If you only paid $100,000 and you made $1,000,000; you'd have $900,000 profit; of which you'd probably only see ~60% to ~40% of, if Capital Gains taxes are anything near what I think they are. If we assume a "worst case", where the Federal Government takes 40% and the State takes about 20% more, that means your tidy profit is only about $390,000. That means you've probably got to secure another $140,000 in financing on average to pick up a more modest $500,000 home (in today's market) to retire in.

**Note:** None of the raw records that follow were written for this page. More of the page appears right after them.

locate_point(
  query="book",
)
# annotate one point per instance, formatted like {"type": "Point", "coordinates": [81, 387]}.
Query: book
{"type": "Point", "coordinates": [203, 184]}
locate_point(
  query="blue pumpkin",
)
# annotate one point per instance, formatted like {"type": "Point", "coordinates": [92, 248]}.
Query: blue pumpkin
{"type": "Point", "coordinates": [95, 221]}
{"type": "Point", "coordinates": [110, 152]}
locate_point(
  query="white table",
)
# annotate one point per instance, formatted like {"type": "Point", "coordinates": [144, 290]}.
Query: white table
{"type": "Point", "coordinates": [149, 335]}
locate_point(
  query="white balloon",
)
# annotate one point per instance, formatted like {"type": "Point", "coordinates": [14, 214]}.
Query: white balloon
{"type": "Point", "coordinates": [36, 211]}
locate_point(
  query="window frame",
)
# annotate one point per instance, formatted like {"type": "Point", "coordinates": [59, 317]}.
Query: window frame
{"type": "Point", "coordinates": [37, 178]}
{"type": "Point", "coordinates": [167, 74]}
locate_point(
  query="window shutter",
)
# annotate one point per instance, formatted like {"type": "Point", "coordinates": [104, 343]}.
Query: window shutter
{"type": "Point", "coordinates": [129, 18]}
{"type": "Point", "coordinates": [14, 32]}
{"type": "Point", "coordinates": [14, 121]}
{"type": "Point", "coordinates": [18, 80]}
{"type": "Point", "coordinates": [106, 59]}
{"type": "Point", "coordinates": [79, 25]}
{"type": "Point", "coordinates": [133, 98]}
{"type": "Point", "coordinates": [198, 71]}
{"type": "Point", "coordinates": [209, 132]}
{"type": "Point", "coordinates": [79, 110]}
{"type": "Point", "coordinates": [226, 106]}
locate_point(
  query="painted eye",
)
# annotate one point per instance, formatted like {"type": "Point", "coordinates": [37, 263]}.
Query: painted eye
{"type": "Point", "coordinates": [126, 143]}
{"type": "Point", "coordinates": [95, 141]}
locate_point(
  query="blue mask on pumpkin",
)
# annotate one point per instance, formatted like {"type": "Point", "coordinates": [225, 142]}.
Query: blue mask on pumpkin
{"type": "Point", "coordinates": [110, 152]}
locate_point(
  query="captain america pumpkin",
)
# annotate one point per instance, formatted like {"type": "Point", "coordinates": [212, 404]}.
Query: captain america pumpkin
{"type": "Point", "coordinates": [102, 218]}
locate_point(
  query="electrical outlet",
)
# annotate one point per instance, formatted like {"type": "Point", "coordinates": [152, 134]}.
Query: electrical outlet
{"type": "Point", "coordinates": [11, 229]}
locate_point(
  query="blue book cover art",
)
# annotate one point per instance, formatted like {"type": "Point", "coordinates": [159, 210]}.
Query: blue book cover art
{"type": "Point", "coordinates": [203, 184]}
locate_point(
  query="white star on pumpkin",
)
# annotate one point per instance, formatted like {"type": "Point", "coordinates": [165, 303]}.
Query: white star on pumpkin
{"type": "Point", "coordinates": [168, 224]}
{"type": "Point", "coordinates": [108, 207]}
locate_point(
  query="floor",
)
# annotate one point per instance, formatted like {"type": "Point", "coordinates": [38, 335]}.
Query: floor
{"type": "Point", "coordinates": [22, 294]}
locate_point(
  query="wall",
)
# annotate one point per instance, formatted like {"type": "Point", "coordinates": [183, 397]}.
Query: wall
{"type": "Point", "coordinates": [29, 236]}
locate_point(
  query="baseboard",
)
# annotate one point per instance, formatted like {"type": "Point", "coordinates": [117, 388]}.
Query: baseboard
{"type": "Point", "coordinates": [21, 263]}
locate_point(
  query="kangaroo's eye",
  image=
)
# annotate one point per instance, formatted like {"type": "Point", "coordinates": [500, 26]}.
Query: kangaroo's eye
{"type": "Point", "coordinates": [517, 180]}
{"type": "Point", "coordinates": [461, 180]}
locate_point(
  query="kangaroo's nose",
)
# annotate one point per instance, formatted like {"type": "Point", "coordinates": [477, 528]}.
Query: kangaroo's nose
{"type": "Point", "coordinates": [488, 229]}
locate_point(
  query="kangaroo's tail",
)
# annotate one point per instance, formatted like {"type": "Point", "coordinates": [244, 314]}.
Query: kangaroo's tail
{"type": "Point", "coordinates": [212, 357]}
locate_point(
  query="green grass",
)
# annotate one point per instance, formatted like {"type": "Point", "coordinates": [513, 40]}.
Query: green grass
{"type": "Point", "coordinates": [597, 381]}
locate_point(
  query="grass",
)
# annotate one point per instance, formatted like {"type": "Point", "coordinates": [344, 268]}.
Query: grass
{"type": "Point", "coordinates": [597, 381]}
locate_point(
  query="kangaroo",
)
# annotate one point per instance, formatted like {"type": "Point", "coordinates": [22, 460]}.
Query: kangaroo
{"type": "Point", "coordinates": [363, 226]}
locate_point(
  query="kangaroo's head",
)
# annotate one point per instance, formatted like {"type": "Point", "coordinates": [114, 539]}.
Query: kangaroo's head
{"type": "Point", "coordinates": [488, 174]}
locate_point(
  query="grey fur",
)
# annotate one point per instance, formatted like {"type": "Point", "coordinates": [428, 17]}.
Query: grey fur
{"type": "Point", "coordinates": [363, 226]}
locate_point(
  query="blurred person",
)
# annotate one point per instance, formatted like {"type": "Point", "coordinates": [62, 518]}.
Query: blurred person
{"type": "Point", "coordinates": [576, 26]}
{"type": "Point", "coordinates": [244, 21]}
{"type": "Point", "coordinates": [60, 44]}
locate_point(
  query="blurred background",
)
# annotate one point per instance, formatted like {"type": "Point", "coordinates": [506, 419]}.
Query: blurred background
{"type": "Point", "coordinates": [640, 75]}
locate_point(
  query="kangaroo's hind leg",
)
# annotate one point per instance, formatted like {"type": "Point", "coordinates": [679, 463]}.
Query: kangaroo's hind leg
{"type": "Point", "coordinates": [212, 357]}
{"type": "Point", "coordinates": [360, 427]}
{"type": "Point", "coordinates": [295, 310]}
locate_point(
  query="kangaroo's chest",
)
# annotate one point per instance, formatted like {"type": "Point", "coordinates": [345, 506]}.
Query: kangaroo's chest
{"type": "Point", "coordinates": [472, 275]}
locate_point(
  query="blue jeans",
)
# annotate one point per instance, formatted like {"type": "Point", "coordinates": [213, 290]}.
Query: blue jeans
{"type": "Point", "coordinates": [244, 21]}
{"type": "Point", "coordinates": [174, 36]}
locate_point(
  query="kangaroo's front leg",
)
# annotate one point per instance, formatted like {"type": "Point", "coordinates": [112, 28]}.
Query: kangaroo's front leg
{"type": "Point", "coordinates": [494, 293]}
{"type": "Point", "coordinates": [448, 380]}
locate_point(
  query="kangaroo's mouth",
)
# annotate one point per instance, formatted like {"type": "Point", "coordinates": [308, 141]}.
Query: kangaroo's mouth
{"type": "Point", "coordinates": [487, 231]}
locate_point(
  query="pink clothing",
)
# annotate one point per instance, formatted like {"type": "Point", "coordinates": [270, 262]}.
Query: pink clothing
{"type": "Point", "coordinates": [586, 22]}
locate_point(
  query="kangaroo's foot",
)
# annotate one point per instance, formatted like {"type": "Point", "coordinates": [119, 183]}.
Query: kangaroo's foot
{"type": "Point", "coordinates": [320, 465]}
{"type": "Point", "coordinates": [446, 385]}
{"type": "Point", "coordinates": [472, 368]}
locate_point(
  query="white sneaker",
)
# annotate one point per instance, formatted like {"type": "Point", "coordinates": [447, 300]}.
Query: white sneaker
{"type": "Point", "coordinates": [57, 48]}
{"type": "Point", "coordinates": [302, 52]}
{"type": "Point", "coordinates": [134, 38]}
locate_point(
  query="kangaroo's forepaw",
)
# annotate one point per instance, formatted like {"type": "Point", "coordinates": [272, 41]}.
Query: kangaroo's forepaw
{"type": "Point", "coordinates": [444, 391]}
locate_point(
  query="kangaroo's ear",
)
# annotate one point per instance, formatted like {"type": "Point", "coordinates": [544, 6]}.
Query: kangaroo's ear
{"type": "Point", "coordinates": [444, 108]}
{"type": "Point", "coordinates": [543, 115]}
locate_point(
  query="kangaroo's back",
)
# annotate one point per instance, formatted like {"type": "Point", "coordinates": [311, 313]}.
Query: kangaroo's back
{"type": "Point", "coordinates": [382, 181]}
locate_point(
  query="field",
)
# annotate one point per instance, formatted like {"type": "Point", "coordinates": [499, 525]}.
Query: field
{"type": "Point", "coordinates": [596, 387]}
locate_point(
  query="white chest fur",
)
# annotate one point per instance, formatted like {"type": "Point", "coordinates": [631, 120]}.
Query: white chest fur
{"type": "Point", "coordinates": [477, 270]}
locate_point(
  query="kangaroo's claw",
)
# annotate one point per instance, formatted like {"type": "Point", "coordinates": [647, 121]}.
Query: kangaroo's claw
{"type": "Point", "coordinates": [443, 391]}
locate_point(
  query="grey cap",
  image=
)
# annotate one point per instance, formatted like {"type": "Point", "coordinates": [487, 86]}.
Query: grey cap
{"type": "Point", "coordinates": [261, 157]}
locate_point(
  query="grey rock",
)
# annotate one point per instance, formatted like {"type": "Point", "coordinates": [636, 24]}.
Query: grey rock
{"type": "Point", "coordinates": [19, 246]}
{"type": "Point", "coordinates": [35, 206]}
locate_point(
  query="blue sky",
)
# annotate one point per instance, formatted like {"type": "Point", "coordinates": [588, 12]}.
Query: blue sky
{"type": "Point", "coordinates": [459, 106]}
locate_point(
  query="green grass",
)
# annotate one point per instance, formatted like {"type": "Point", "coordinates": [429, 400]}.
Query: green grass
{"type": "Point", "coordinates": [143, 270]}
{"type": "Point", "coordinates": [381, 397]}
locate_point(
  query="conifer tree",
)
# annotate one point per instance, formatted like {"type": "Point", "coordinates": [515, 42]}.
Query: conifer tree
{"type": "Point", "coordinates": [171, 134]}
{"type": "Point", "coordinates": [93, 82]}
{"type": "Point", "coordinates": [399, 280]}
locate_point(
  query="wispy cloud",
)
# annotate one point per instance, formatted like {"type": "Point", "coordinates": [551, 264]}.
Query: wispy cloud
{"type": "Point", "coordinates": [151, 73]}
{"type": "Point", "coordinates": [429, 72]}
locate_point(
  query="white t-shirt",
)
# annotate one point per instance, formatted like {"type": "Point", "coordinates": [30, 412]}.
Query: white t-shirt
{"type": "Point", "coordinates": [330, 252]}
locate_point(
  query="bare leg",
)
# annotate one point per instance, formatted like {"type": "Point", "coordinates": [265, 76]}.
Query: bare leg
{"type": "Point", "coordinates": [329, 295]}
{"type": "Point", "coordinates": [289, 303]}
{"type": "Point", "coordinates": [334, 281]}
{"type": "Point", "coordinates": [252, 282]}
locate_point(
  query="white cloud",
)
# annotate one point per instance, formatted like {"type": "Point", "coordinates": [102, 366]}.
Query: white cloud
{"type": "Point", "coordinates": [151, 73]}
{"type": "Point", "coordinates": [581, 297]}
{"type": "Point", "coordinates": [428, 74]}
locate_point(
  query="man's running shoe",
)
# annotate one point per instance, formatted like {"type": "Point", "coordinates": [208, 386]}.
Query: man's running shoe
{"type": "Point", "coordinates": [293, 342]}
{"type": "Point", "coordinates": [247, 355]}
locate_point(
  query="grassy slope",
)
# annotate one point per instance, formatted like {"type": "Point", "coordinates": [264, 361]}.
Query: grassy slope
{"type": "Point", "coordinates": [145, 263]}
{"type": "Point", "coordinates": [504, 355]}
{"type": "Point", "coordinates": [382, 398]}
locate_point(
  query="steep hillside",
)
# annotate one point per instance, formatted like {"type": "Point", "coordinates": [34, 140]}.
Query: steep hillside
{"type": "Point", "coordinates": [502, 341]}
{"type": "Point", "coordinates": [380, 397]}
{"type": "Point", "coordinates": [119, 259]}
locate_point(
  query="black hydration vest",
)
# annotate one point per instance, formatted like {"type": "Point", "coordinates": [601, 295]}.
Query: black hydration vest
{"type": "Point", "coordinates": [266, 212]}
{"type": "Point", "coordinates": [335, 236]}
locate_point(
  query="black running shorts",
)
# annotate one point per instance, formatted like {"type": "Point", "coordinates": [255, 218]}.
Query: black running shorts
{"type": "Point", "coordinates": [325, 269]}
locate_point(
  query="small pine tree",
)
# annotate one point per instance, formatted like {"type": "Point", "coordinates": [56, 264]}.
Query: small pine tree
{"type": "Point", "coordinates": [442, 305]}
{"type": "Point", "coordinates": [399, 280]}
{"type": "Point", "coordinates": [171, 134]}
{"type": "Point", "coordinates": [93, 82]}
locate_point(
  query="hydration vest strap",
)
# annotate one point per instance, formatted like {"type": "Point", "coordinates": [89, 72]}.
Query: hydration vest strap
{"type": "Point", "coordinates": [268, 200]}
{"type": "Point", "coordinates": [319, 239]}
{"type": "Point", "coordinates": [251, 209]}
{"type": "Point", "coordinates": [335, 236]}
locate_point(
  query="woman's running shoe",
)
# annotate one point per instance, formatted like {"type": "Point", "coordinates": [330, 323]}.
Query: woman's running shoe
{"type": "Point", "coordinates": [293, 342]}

But villainizing the boomers isn't going to solve the housing crisis easier either. We legitimately need more homes. We. Need. Them. Yesterday. So maybe the policy needs to lean towards bigger developments that cost less. We did it during WW2; where massive amounts of homes were built cheaply. We probably need to achieve that again, and do better than we did during a war that was diverting supplies away from the effort.
How do we achieve that? I don't know.
Capital gains taxes range from 0-20% Federally, depending on your income. In Cali, the addition is up to 13%
Which means that worst case scenario, you sell a property in Cali, you would pay 33% of the profiit above the original price of the house and the 500,000 exemption. So on a house you bought for 100,000 and sold for 1,000,000, you'd pay the awful, awful price of... 133,000, leaving you with a paltry $867,000.
Ah; but did you forget you pay income tax on top of capital gains taxes?
You literally don't for long-term capital gains.
nor does the capital gains affect your 'regular' tax bracket.
Lol holy shit I can't believe u said something this fucking stupid....hahaha
Have you tried learning how something works before forming an opinion on it?
Capital gains are capital gains not income (earned wages), so no they aren't taxed as income which is why they're called "capital gains taxes" and not "income taxes."
capital gains tax rates are a lot lower than that. https://en.wikipedia.org/wiki/Capital_gains_tax#United_States
these people are mostly greedy fucks that don't want to pay their very reasonable share of taxes on their investment return.